I have a wonderful picture of my middle kidlet when she was almost a year old and we were visiting my great great grandfather's grave for Memorial Day. She wasn't sure on her feet yet, and when I set her in front of grandpa's headstone she plopped down onto her little diapered patootie, put her hands in her lap, and just gazed at the granite. For a long time. It was a fairly new stone and good sized. Much bigger than my tyke. She had to see it in stages, and I watched her rotate her head and sweep her liquid eyes across the lettering, slowly, like she was actually reading it.
After a bit, Little Child reached up and very gently touched the headstone. Then she pulled herself up to stand and touched grandpa's name again and again, reverently. It was one of those crystal moments where all sound stops and you're gazing into a bubble that exists on a different plane. My child felt something within herself, and I know she didn't know what was going on. She was having a moment and it was lovely.
Then my huz took the picture, babe looked at us and smiled, dropped to her knees, and speed-crawled across the grass to us.
I love cemeteries. Surprisingly, this kid — almost all growed up now — does not. But it relates to her earlier experience, I think. She somehow had a connection with my great great grandfather in that cemetery. You could see her feeling it. I think now that she's old enough to understand human relationships and attachments, it becomes too overwhelmingly sad for her to see them paused or broken when she gazes down rows of headstones. It's her heart. And hopefully it will figure out how to process the cycle of life and energy and love.
Me? I think cemeteries are great. Quiet treasure troves of Things Done, Adventures Had, Actions Taken, Histories, Mistakes, and Broken Heart Strings. And I find them deeply moving places for all the joy and pain represented there. I love finding the oldest headstone and imagining the life it represents; looking at how plots are cared for and imagining family. I love the peace and reverence for the lives those people led that seems to imbue the earth that cradles them.

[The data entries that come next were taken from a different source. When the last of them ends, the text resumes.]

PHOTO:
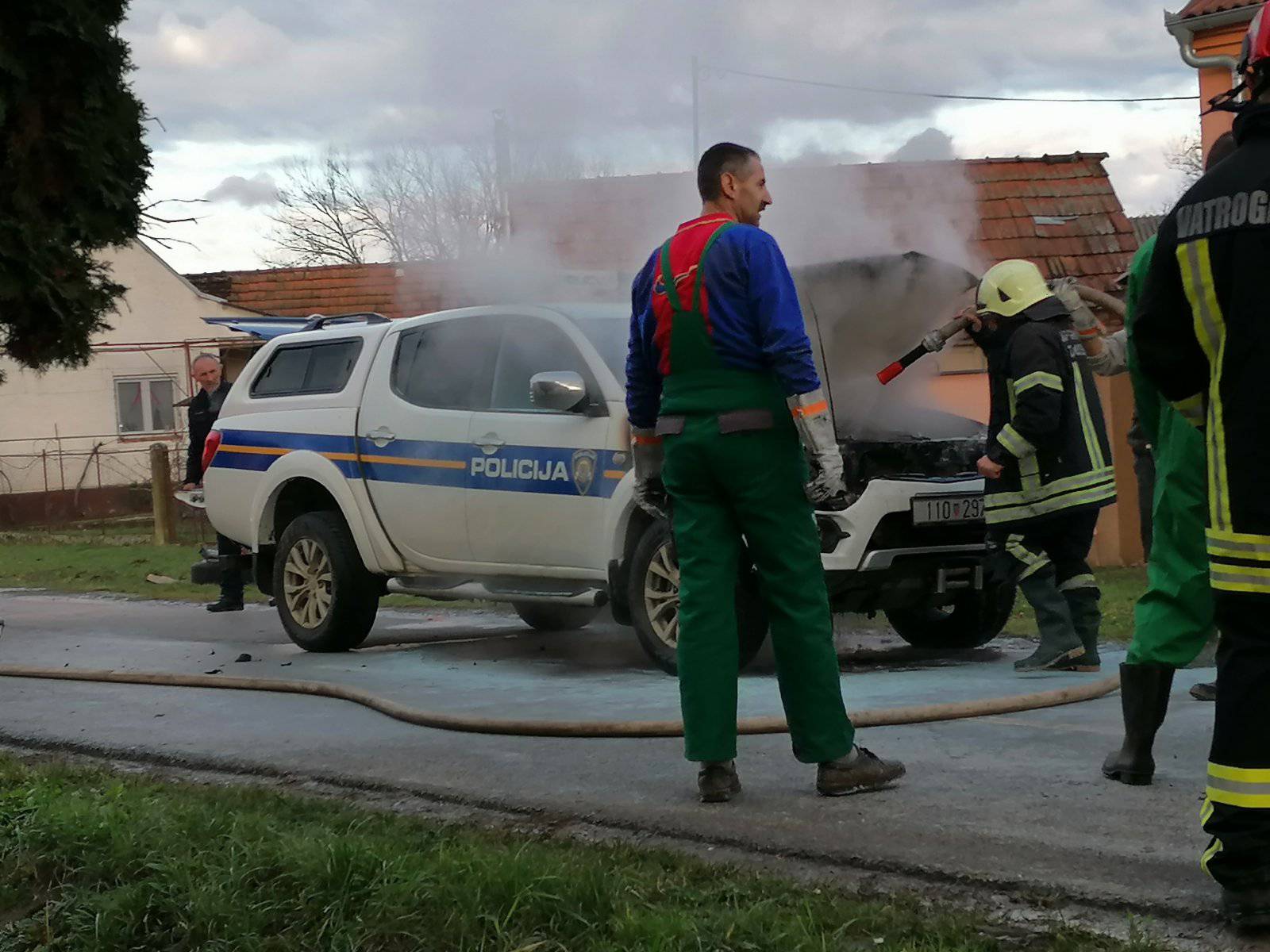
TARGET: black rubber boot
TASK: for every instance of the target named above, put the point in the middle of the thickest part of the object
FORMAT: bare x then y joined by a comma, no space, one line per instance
1248,911
1145,701
232,587
718,782
1058,639
855,774
1087,621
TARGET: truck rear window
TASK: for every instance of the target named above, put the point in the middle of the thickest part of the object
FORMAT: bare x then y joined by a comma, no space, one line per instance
308,368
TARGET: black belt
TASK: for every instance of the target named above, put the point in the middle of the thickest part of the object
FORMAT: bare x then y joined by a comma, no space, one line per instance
732,422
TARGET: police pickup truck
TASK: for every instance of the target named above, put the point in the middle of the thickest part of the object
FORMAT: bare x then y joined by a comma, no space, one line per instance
483,454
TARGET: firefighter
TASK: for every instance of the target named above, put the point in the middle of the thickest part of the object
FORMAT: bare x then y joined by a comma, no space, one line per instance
1048,463
1174,619
1200,336
722,384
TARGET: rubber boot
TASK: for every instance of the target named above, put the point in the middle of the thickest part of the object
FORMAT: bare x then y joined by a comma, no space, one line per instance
1058,639
718,782
1145,701
1086,619
232,585
1248,911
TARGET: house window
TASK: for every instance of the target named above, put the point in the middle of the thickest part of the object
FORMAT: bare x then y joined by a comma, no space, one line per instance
145,405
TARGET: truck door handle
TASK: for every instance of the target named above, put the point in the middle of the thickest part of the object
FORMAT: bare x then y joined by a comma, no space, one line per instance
381,436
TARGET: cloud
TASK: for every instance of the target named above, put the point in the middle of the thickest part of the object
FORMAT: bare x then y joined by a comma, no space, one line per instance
251,194
930,146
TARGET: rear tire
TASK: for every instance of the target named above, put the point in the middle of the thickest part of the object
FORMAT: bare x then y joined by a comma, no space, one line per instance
546,617
975,620
653,592
327,598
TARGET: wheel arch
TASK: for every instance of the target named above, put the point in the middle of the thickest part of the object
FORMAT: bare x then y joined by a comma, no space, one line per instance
309,482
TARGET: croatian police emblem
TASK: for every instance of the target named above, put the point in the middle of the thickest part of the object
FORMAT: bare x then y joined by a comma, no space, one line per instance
584,470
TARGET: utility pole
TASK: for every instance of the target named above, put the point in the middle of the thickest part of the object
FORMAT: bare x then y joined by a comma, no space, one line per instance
696,111
503,171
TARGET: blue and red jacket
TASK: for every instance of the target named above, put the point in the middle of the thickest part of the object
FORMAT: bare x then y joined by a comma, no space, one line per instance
749,306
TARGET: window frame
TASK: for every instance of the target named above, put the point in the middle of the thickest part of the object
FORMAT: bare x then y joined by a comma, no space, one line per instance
146,410
595,405
482,321
311,346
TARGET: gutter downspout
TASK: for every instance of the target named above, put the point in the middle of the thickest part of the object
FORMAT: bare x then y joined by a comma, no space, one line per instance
1184,32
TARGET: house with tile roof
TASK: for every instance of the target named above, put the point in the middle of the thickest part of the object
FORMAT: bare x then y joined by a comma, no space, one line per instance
1210,36
74,441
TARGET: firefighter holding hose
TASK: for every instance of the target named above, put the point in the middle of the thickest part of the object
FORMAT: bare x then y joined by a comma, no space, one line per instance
1200,338
722,389
1048,463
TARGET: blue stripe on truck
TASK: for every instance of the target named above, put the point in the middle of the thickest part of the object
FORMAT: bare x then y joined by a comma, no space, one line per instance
514,469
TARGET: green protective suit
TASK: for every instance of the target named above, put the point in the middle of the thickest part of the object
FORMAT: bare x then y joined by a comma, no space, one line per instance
732,492
1174,620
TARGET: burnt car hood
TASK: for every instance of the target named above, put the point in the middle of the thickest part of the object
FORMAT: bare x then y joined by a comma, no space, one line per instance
861,314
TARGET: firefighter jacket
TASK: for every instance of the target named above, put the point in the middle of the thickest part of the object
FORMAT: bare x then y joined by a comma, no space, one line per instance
1045,424
1202,338
203,410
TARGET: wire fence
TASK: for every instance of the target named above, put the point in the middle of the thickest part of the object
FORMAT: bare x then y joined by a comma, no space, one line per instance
59,480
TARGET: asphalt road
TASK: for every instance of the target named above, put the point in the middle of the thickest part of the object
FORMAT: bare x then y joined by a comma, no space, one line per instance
1015,801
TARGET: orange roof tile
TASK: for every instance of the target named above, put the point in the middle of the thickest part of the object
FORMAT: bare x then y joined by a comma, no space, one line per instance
1058,211
1199,8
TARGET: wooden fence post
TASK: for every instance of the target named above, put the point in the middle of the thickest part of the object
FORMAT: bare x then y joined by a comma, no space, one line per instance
160,497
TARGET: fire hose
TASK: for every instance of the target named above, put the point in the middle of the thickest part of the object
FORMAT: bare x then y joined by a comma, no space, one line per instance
880,717
941,336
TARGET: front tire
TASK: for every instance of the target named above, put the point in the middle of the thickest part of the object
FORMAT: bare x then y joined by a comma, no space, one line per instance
327,598
653,592
546,617
975,620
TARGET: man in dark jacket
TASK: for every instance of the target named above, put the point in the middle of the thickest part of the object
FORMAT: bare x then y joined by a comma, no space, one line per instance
1200,338
1048,463
203,410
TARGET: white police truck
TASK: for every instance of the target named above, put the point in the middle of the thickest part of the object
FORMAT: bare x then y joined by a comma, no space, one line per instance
483,454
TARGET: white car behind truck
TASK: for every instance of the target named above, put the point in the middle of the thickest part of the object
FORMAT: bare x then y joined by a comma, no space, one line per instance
483,454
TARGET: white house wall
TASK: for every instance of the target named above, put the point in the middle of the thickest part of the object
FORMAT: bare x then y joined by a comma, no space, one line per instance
51,422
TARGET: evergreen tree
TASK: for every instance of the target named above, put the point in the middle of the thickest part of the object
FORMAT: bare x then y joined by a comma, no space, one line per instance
73,167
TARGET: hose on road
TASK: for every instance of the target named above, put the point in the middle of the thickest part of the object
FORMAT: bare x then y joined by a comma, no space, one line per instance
880,717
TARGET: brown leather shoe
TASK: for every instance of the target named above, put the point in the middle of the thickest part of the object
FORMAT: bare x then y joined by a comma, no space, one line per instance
855,774
718,782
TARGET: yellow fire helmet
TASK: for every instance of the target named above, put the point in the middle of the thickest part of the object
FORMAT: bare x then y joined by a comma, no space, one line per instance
1010,289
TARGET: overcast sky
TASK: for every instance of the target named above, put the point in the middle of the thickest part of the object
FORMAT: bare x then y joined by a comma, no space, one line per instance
241,88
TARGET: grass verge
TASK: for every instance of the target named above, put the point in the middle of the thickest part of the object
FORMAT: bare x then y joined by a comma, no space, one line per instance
117,559
1121,590
94,861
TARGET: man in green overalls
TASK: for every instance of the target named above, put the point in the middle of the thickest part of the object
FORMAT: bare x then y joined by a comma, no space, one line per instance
721,380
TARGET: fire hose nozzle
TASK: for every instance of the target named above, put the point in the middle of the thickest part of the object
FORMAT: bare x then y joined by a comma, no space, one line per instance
931,343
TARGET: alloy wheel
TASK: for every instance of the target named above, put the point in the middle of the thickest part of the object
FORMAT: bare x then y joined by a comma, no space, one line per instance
306,581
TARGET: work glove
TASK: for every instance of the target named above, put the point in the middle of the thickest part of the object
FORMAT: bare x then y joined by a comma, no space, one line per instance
1086,324
649,490
826,489
933,342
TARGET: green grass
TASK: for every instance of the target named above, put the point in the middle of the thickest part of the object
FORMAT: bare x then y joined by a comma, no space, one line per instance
1121,589
116,559
94,861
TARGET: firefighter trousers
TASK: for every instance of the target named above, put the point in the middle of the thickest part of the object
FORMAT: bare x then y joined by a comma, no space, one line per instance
729,490
1237,806
1174,619
1064,543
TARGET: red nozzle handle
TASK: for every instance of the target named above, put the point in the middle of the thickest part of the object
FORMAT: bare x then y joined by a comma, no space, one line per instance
889,374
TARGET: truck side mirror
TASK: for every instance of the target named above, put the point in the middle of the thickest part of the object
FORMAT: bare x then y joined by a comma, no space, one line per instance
562,391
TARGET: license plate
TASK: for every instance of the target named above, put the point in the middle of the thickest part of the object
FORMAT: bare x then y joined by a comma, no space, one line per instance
944,509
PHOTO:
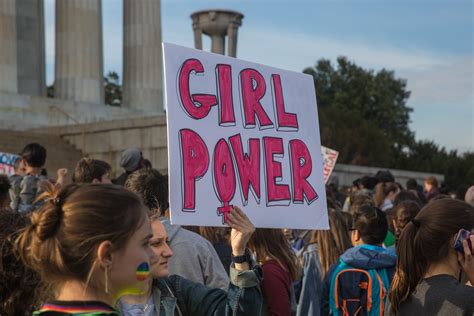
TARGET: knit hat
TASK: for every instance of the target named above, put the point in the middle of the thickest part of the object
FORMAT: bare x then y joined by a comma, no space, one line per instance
130,159
469,198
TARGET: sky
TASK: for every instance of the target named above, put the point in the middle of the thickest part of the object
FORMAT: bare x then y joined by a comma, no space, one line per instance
427,42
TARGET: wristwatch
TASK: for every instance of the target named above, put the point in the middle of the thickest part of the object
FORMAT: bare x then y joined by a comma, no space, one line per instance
246,257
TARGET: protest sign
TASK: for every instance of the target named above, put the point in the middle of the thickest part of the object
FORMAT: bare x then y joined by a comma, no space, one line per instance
329,159
243,134
7,162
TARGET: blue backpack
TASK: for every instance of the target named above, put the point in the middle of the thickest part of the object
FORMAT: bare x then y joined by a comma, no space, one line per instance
358,291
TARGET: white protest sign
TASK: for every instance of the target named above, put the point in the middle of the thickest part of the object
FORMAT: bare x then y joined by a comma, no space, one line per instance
243,134
329,158
7,163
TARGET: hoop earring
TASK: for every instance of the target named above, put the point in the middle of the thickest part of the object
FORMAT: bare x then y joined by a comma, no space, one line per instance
107,280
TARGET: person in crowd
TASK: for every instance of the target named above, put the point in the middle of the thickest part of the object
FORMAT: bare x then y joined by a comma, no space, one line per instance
90,243
403,213
383,176
431,188
294,239
219,238
385,193
20,288
352,191
27,188
194,257
407,195
324,249
280,268
359,199
4,192
469,197
175,295
360,282
131,160
428,267
90,170
367,183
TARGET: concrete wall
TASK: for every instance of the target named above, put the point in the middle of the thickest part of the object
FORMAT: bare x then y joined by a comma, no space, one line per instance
345,174
21,112
107,140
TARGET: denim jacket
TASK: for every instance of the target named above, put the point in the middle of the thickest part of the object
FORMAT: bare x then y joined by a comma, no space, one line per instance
176,295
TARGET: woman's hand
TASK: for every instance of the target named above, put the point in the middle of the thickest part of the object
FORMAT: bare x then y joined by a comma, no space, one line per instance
466,260
242,229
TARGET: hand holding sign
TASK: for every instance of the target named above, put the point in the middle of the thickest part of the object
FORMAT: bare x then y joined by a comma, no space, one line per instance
242,230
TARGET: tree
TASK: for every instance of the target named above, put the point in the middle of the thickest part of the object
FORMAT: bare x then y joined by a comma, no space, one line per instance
361,109
363,115
112,89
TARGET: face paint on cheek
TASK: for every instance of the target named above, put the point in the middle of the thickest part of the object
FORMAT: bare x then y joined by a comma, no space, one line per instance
139,288
143,271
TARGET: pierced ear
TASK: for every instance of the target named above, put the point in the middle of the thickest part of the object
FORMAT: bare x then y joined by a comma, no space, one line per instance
104,253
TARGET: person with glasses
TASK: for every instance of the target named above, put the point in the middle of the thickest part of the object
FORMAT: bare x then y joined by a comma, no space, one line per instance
359,283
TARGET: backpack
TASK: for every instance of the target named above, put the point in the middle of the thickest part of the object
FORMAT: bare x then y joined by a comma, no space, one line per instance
358,291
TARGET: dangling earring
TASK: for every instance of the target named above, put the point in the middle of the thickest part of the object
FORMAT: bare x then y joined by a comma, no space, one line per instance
107,280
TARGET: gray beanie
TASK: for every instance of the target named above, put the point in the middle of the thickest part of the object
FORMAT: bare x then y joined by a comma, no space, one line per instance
130,159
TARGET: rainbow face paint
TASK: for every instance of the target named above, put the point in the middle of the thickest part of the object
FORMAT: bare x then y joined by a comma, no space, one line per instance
143,271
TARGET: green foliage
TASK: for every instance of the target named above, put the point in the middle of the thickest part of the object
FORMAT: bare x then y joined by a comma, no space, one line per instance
112,89
363,114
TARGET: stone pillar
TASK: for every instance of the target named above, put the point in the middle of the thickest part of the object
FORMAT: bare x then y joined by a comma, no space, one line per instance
218,44
232,37
79,70
217,24
142,56
30,47
197,34
8,49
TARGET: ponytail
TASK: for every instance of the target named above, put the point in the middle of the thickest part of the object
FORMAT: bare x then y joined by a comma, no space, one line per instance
60,243
425,240
409,272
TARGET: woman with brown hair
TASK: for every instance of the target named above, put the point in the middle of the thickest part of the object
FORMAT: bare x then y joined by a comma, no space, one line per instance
280,268
20,287
385,193
428,266
324,250
90,243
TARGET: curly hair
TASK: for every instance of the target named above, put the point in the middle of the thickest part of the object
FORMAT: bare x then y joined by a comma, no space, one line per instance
20,288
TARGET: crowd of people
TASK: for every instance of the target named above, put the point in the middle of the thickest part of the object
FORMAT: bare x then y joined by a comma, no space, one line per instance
105,246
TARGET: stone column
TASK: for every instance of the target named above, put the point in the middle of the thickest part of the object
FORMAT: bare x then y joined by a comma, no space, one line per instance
30,47
218,44
142,56
8,58
79,73
232,37
217,24
197,33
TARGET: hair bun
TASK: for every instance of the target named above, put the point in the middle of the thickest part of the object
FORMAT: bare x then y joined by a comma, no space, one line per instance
46,221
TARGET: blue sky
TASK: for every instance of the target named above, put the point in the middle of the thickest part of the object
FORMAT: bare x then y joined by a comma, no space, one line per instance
428,42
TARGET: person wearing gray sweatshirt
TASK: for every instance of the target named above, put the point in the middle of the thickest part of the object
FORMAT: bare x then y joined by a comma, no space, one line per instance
194,256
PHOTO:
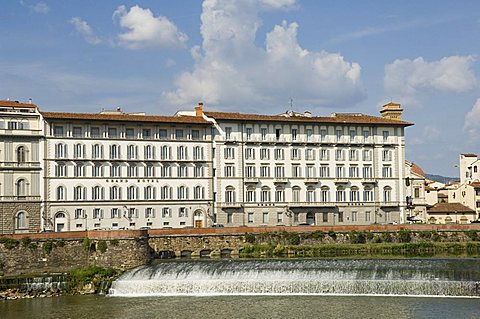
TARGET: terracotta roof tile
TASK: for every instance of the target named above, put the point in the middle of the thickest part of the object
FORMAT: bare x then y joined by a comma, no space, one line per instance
450,208
417,170
122,117
9,103
346,118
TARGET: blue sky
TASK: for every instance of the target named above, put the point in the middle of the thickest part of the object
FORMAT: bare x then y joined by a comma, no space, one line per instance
254,56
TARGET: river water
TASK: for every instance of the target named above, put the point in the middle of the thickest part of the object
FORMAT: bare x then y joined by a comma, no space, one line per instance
409,288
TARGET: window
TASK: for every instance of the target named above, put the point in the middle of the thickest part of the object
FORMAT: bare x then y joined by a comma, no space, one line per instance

I hope people are writing their lives down so we have the stories represented by cemetery stones. And I hope we always have lovely, well-kept or overgrown places to remember the people who passed through before us. They're the ones who gave us the Now. Good, bad, or ugly, we owe them a lot. I think I'll go visit the little graveyard I discovered a while back, hidden just north of me on the crest of a hill overlooking the valley. Seeing the lives that were and the lives that are, together like that, should make for nice peaceful thinking.